The Glasgow Haskell compiler ghc Peyton Jones et al. [1993] also carries out pattern matching checks. Surprisingly, by default, the “useless clause” diagnostic is enabled, while the “non-exhaustive match” diagnostic is disabled. As ghc compiles pattern matching to backtracking automata Wadler [1987], Augustsson [1985], the source of the compiler contains specific code for producing pattern matching diagnostics. This code apparently proceeds exactly along the lines of compilation to decision trees. Of course, no tree is produced, instead the analyzer computes the leaves of the tree. This approach results in producing several examples of non-matching values in the case of non-exhaustive matches. Unfortunately, it also results in exponential running times and excessive memory consumption in examples T, V and S.

Those comparisons demonstrate that our algorithm, though inspired by compilation to decision trees, is more efficient. Such efficiency stems from several causes. First, our algorithm does not build any tree data-structure of potentially exponential size. More significantly, the compilation scheme can be seen as the search of all matching values, while, our algorithm only searches for one matching value. The benefits of this approach are numerous: the search is stopped as soon as one matching value is found; in some important and frequent case (inductive step 2-(b) in Section 3.1) our algorithm performs one recursive call, where compilation performs two or more; and finally, some simplification on the input patterns that we perform are inappropriate to compilation.

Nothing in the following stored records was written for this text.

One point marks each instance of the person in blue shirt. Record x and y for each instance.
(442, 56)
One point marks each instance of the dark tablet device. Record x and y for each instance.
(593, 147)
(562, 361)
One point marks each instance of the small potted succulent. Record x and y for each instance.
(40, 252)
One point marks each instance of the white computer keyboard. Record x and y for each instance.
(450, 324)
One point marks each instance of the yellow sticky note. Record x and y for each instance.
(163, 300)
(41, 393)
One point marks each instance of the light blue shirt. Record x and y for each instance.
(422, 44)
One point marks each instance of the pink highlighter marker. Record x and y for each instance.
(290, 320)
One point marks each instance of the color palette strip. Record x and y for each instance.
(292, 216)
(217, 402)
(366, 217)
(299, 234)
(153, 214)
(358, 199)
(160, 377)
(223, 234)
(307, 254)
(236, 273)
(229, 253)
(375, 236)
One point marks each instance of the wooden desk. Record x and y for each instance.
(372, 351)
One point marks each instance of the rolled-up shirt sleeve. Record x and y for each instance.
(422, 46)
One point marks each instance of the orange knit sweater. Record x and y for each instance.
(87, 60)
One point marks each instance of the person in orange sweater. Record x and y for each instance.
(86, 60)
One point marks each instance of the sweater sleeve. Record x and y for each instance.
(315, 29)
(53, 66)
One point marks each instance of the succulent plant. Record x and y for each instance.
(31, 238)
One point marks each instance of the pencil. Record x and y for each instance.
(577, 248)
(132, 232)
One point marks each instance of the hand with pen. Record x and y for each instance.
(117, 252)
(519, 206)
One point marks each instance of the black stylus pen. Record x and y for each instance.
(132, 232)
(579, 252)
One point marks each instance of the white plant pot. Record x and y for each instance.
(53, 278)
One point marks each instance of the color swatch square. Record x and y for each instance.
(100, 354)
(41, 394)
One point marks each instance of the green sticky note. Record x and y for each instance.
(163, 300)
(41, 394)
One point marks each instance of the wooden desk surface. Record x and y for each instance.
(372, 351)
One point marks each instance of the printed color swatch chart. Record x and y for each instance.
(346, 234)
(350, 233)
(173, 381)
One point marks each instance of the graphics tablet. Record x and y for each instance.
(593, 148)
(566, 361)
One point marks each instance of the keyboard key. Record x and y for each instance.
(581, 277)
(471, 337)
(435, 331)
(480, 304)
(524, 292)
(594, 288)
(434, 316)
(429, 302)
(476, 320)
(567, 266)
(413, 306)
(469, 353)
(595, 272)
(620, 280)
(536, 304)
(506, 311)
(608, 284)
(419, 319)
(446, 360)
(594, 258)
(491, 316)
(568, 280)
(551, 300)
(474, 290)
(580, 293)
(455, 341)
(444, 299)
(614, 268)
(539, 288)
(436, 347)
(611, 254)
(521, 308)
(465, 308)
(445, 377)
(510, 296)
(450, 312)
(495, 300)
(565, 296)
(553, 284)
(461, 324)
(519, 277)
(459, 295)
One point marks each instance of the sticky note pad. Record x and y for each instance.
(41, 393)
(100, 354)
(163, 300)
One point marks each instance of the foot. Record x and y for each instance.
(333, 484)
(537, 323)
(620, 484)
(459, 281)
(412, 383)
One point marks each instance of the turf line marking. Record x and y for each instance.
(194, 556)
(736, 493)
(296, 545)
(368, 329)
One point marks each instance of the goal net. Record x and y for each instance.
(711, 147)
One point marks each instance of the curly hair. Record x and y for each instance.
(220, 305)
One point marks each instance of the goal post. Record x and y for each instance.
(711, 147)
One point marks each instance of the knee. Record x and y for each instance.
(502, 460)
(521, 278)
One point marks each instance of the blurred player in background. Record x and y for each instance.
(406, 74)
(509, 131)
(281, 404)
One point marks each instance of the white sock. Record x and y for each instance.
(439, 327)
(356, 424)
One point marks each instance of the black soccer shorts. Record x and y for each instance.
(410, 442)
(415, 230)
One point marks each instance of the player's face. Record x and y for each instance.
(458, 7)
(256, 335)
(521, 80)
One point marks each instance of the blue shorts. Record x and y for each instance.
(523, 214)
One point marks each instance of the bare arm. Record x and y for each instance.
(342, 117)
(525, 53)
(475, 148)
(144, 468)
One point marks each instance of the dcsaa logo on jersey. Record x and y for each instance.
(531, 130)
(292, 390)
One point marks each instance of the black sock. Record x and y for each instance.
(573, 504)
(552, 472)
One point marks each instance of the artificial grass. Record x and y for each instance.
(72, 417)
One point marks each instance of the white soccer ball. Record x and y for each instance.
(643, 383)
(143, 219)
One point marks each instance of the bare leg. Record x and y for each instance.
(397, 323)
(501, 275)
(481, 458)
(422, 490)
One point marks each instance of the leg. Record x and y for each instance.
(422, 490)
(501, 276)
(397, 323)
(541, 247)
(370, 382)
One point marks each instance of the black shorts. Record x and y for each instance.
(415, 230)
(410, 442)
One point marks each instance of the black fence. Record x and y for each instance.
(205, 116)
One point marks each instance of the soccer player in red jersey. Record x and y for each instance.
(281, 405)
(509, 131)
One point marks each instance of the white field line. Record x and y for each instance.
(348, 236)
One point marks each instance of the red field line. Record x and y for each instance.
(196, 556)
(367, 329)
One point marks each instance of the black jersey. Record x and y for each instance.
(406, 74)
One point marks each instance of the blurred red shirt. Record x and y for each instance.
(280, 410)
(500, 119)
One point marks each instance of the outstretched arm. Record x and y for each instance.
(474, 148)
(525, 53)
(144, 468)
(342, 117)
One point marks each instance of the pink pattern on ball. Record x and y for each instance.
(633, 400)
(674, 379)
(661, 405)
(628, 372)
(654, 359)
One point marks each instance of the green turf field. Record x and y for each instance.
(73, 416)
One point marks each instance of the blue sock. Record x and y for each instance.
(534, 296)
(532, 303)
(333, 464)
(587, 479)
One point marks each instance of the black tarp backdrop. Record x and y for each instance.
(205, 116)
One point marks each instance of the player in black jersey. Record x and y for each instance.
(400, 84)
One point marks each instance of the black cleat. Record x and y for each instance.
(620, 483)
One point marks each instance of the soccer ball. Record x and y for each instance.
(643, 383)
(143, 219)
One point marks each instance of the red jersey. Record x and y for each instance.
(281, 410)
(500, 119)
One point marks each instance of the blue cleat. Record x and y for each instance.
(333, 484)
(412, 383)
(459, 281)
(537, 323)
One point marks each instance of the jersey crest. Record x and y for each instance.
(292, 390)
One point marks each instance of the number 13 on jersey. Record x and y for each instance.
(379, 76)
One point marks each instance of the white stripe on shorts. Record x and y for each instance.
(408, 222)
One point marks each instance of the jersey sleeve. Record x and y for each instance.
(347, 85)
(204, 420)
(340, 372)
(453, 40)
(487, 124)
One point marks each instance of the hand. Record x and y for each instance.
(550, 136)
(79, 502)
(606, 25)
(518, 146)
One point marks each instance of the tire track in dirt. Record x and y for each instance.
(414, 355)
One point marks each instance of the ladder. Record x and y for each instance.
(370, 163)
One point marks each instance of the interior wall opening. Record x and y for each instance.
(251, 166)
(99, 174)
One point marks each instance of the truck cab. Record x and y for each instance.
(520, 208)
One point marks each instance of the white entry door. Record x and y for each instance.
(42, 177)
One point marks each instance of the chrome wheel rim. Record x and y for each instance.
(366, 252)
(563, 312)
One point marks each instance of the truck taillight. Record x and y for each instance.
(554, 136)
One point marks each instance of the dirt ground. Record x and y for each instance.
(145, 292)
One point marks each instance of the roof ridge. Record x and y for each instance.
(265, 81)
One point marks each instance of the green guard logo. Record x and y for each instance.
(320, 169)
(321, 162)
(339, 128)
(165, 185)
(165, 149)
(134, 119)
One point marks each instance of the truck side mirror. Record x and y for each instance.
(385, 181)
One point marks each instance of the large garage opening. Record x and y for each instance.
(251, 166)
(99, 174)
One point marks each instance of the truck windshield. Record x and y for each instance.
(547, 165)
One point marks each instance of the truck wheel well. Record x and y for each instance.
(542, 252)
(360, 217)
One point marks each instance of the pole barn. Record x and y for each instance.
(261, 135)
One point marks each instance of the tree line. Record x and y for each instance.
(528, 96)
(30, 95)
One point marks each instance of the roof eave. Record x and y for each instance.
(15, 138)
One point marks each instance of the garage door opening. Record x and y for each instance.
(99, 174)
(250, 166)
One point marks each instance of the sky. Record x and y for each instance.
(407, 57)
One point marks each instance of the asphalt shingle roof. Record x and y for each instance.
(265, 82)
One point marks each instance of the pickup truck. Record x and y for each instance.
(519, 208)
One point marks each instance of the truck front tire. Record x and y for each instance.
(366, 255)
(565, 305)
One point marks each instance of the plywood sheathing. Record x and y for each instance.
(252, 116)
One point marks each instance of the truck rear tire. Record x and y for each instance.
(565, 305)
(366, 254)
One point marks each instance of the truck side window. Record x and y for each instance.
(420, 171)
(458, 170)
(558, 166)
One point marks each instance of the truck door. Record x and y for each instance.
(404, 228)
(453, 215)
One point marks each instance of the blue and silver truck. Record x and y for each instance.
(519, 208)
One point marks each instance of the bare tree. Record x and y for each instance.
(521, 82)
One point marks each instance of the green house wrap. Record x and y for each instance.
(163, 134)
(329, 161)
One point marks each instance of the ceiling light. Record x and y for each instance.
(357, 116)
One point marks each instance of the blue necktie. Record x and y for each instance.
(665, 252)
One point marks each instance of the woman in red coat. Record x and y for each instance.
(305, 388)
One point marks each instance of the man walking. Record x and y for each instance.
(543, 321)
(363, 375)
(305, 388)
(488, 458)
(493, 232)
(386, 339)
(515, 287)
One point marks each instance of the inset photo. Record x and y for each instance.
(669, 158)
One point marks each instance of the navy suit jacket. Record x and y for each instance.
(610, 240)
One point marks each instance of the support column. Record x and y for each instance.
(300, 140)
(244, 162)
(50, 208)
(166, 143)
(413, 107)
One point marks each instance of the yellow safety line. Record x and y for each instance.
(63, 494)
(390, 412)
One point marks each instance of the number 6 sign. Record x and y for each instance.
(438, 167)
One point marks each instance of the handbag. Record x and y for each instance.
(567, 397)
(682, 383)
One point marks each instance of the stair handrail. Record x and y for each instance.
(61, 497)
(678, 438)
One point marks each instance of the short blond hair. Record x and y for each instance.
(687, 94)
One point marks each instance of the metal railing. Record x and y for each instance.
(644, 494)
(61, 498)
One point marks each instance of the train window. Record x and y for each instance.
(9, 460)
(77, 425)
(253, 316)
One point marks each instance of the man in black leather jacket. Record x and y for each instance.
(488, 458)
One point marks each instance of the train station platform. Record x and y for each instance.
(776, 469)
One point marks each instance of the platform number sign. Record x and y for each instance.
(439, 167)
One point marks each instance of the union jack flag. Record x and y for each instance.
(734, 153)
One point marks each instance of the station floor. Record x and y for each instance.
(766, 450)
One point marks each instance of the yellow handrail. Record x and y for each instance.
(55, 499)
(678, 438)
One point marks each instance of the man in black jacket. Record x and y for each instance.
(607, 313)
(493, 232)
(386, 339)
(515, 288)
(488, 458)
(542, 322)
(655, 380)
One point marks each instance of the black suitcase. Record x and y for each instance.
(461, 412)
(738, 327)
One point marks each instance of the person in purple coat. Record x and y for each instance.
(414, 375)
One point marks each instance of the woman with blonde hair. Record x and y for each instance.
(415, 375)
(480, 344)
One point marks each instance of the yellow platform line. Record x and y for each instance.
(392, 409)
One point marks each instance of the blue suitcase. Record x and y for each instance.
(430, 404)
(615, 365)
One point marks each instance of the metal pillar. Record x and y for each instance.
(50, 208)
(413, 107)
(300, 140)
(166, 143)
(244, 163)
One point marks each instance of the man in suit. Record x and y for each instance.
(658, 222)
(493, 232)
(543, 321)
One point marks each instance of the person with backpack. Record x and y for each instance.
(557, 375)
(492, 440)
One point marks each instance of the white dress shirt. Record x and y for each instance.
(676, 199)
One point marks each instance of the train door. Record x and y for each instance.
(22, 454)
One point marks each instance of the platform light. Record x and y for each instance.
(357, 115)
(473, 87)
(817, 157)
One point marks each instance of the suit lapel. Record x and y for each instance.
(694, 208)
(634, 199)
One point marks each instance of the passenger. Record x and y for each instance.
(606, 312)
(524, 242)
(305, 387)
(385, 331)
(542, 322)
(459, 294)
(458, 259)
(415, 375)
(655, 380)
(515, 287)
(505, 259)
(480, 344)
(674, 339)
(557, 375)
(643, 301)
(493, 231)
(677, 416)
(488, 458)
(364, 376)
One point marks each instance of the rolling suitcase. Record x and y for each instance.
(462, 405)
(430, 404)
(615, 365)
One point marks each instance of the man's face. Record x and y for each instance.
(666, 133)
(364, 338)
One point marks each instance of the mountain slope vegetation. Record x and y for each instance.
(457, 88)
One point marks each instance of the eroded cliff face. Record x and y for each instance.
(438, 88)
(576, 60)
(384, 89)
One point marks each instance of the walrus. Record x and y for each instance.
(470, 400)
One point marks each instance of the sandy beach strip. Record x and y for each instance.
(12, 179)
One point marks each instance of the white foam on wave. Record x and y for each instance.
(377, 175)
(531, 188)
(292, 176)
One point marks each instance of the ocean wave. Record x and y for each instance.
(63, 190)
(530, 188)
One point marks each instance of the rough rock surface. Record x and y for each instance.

In our opinion, pattern matching analysis has been somehow neglected. For instance, although the Definition of Standard ML Harper et al. [1991] requires compliant implementation to flag “redundant” and “non-exhaustive” matches, the Haskell Report Hudak et al. [1998] does not mention any similar requirement. It can certainly be considered that such a question is of minor importance in the context of a language definition. But we believe that providing warnings against statically checkable, common, programming errors is an important feature of any mature compiler. And of course, we also believe useless clauses and non-exhaustive matches to be such errors.

Finally, our approach of studying pattern matching anomalies on the semantical level results in more adequate and precise warnings, tailored to various programming situations. Additionally, our technique is applicable to both ML and Haskell; and the cost of our implementation seems to be under control.